Dr Nitschke, an invited speaker, spoke in the conference session on "End of Life Issues". A humanist, surely, he too seems as fearless as it gets. He speaks directly, with little emotion, and with confidence but not arrogance. He struck me as a quite humble everyman, except that unlike everyone else swanning around the place he was now dealing with the federal health department responsible for medical registration needing to demonstrate why he should be registered - that is, why he should not be struck off. When the question arose about the source of funding and costs of maintaining life (in those who have no desire to continue), he countered the ex-politician now ordained priest's repost that that was a dangerous question with the simple observation that no question is dangerous. And there the session ended.


Here's what Gonzo (aka David Walsh) says about the installation on theO:

TOOK MY ADVICE
by David Walsh

So my brother asked me to conduct a group that helps out those interested in euthanasia. They told me some stuff relating to helping someone off themselves, and also this: the suicide rate in the cancer population is not significantly different to the general population.

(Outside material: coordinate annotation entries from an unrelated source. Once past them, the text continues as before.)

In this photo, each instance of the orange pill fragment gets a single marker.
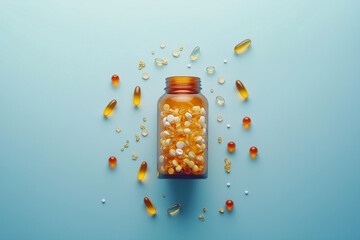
(115, 79)
(229, 204)
(246, 122)
(110, 108)
(253, 151)
(231, 146)
(142, 170)
(149, 206)
(112, 161)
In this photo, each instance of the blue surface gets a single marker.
(302, 72)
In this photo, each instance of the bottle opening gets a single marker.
(183, 84)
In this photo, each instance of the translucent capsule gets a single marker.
(241, 89)
(112, 161)
(176, 53)
(195, 53)
(221, 80)
(115, 79)
(110, 108)
(220, 100)
(142, 170)
(229, 205)
(242, 46)
(174, 209)
(253, 151)
(231, 146)
(137, 96)
(246, 122)
(149, 206)
(210, 69)
(145, 76)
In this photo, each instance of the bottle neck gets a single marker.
(183, 84)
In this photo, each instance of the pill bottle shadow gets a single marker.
(184, 190)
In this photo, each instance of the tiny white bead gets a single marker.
(188, 115)
(170, 118)
(179, 151)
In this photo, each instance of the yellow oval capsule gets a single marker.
(195, 53)
(110, 108)
(149, 206)
(241, 47)
(241, 89)
(137, 96)
(174, 209)
(142, 170)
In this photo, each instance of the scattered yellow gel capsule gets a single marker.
(149, 206)
(137, 96)
(110, 108)
(210, 69)
(174, 209)
(195, 53)
(142, 171)
(220, 100)
(241, 89)
(242, 46)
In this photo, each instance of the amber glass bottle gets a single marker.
(182, 129)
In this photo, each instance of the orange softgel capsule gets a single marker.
(137, 96)
(241, 89)
(246, 122)
(253, 152)
(149, 206)
(142, 171)
(115, 79)
(110, 108)
(112, 161)
(229, 204)
(231, 146)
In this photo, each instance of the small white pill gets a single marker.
(179, 152)
(188, 115)
(180, 144)
(170, 118)
(172, 152)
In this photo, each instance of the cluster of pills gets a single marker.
(182, 140)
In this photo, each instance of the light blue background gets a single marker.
(302, 72)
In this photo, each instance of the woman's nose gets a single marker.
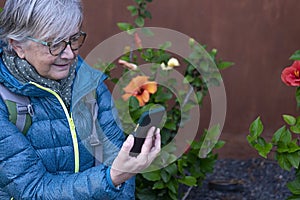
(67, 53)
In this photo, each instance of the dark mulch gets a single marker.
(253, 179)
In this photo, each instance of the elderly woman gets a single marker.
(54, 159)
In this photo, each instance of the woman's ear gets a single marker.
(18, 48)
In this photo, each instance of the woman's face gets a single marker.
(47, 65)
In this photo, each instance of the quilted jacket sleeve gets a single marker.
(109, 121)
(23, 175)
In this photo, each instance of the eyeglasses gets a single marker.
(75, 42)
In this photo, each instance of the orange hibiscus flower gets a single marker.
(141, 88)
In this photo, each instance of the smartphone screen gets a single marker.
(148, 119)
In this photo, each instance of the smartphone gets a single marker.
(148, 119)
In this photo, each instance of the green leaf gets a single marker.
(283, 161)
(298, 97)
(294, 186)
(148, 14)
(188, 180)
(277, 135)
(296, 55)
(145, 194)
(165, 45)
(295, 129)
(172, 185)
(124, 26)
(139, 21)
(224, 65)
(294, 159)
(256, 128)
(263, 147)
(147, 31)
(290, 120)
(158, 185)
(219, 144)
(293, 146)
(171, 169)
(152, 176)
(170, 125)
(165, 176)
(133, 10)
(172, 195)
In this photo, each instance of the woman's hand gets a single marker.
(126, 166)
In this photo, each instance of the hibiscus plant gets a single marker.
(285, 143)
(141, 91)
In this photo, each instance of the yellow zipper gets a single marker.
(71, 124)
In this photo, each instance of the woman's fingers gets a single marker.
(128, 144)
(148, 143)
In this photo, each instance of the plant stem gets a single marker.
(187, 193)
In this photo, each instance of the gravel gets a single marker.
(253, 179)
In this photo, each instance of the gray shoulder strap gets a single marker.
(23, 106)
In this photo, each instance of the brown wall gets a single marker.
(257, 35)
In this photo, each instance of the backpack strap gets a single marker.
(19, 108)
(94, 139)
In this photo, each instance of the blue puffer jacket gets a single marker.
(53, 161)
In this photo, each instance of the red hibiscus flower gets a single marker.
(291, 75)
(141, 88)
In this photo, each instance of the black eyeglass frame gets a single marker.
(49, 44)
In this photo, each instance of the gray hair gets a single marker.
(51, 20)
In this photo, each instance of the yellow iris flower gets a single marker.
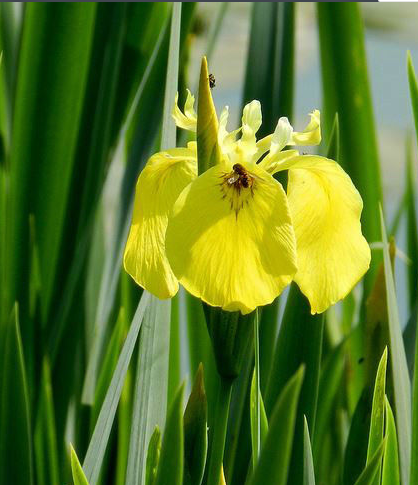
(232, 236)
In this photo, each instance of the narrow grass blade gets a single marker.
(153, 457)
(270, 61)
(111, 271)
(78, 474)
(370, 473)
(259, 427)
(414, 431)
(378, 414)
(308, 469)
(333, 150)
(215, 28)
(174, 365)
(299, 342)
(150, 395)
(170, 465)
(255, 396)
(109, 363)
(195, 432)
(16, 463)
(45, 439)
(390, 471)
(53, 64)
(150, 400)
(412, 229)
(330, 383)
(401, 382)
(277, 448)
(98, 443)
(345, 83)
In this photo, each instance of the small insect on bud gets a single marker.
(212, 81)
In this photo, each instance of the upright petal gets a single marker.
(188, 119)
(311, 135)
(251, 122)
(232, 243)
(325, 206)
(159, 184)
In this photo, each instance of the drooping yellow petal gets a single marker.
(188, 119)
(325, 206)
(231, 243)
(159, 184)
(311, 135)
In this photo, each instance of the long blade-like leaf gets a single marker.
(401, 382)
(308, 469)
(278, 445)
(97, 447)
(152, 372)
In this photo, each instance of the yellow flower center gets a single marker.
(237, 187)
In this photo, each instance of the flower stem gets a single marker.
(257, 440)
(219, 433)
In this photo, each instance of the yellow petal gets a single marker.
(209, 153)
(325, 206)
(159, 184)
(188, 119)
(273, 163)
(232, 248)
(311, 135)
(251, 122)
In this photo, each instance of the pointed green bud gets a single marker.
(195, 432)
(208, 152)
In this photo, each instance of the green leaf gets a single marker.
(109, 363)
(150, 401)
(78, 475)
(16, 464)
(150, 394)
(299, 342)
(414, 447)
(413, 90)
(346, 91)
(174, 365)
(98, 443)
(215, 27)
(412, 230)
(357, 442)
(144, 139)
(401, 382)
(53, 65)
(195, 432)
(270, 61)
(333, 150)
(330, 382)
(170, 465)
(263, 420)
(378, 413)
(46, 449)
(308, 468)
(255, 397)
(370, 473)
(278, 445)
(390, 470)
(153, 457)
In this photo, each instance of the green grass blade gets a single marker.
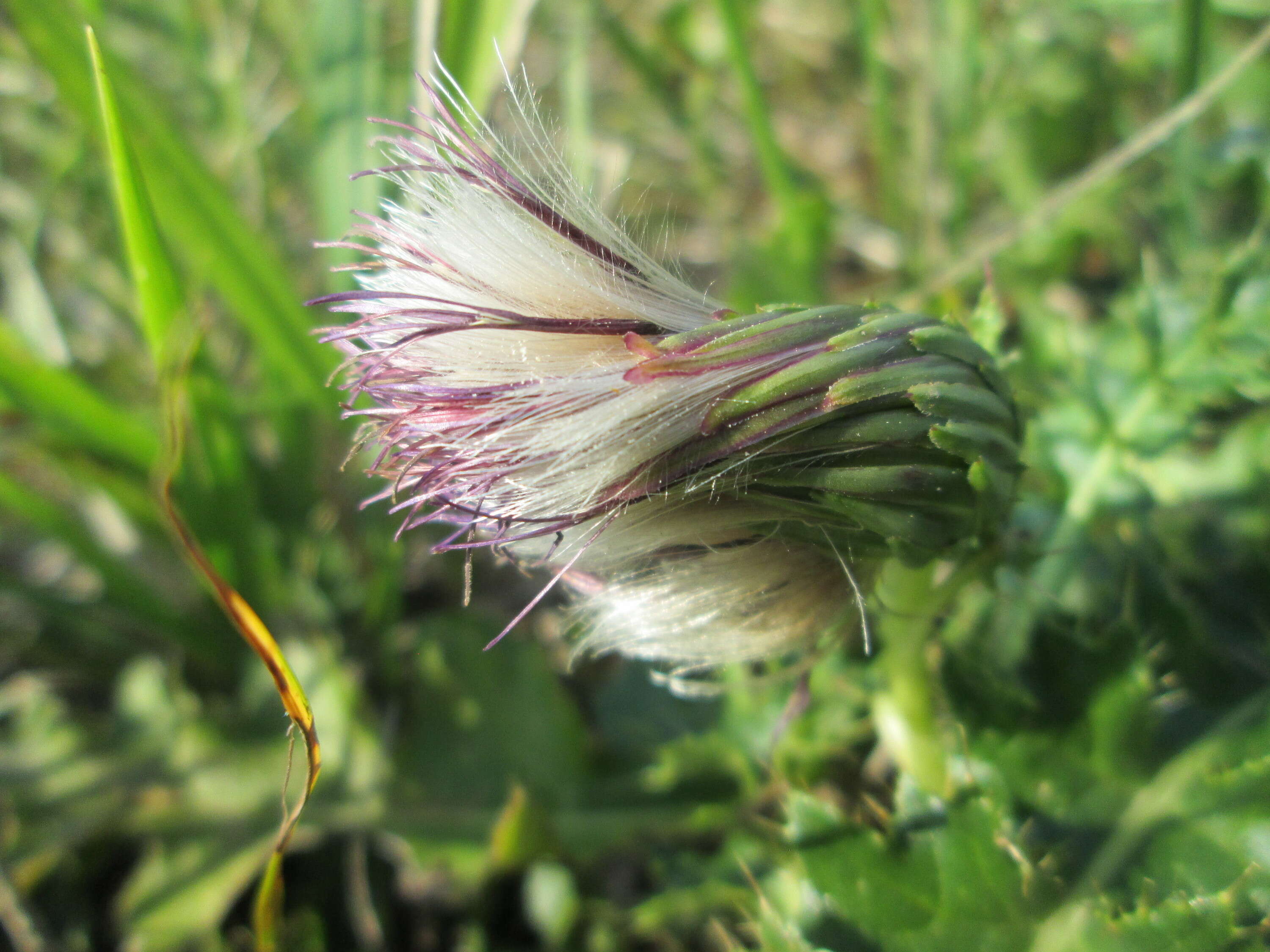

My brother had cancer, you probably guessed.

My brother's disease progressed (read: he became more humiliated, less my brother) without requesting death. He was probably too sick to make the request anyway.

His doctor, a staunch Christian, compromised his beliefs by telling us (me and my brother's girlfriend) that whatever happened he would write on the death certificate that the cause of death was complications relating to his cancer.

So nearer death (are you engaged in a life/death binary or can you be a little bit dead?) Lynne, the girlfriend, and I started talking about whether we should off him. We talked about increasing his morphine dose. I wanted to.

He died. I don't know whether she took my advice.

The night before he died (we murdered him?) I had a big night out. I went to a Paul Kelly concert at the Uni Bar.



1 comment:

Susan Scheid said...

I have to confess to just a wee little wonder how he'll take to death actually coming up on him. Just can't help thinking of Bertrand Russell's death bed "conversion."